Plusieurs thèmes ont fait l’objet de recherches intensives, mais sans résultats probants. On pense, bien sûr, à la masse manquante de l’Univers. Le laboratoire souterrain du Gran Sasso a inauguré, le 11 novembre dernier, l'expérience Xenon 1T destinée à piéger ces particules mystérieuses qui n’émettent, ni ne réfléchissent la lumière, n’interagissant que par la gravitation. La quête de la matière noire est donc actuellement l’un des principaux objectifs du LHC, le grand collisionneur du CERN. Dans sa nouvelle configuration bien plus puissante qu’auparavant, il va tenter de déceler, lors d’une collision de protons, un défaut d'énergie synonyme de trace de cette particule fantôme.

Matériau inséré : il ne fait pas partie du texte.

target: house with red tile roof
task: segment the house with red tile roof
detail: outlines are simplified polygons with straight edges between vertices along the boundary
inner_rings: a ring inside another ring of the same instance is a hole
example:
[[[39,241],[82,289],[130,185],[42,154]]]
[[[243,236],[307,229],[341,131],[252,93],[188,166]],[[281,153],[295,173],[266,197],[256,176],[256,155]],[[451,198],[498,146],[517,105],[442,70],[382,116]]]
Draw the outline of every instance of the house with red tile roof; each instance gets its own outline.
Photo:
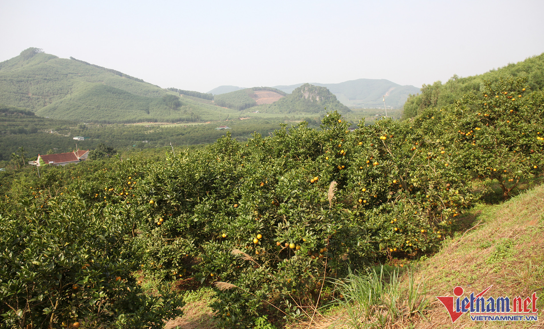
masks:
[[[48,164],[52,166],[64,166],[69,163],[78,163],[81,161],[84,161],[89,156],[89,151],[79,150],[73,152],[68,153],[57,153],[56,154],[46,154],[42,156],[38,154],[38,160],[36,161],[30,161],[29,164],[34,166],[39,166],[42,164]]]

Le mystère de la disparition de l’antimatière n’a pas non plus encore été percé. Malgré la tentative des chercheurs de l’équipe STAR sur l’accélérateur de particules RHIC de Brookhaven, qui ont mesuré pour la première fois l’écart entre les forces agissant sur deux protons et celles opérant sur deux antiprotons, on ne comprend toujours pas pourquoi l’antimatière a disparu à la genèse de l’Univers.
Les ondes gravitationnelles font également l’objet des recherches des physiciens. Le satellite LISA Pathfinder de l’Agence spatiale européenne a été lancé le 3 décembre. Il doit permettre de valider les technologies retenues pour le projet eLISA, dont le but est de détecter ces ondes qu'Einstein avait prédites, il y a cent ans.
Quant aux théories d’unification, telles que celles des supercordes, de MOND ou de la gravité quantique à boucles, elles resteront encore longtemps du domaine des mathématiques et de la physique théorique, en raison de l’impossibilité d’appréhender la matière dans les dimensions de l’infiniment petit.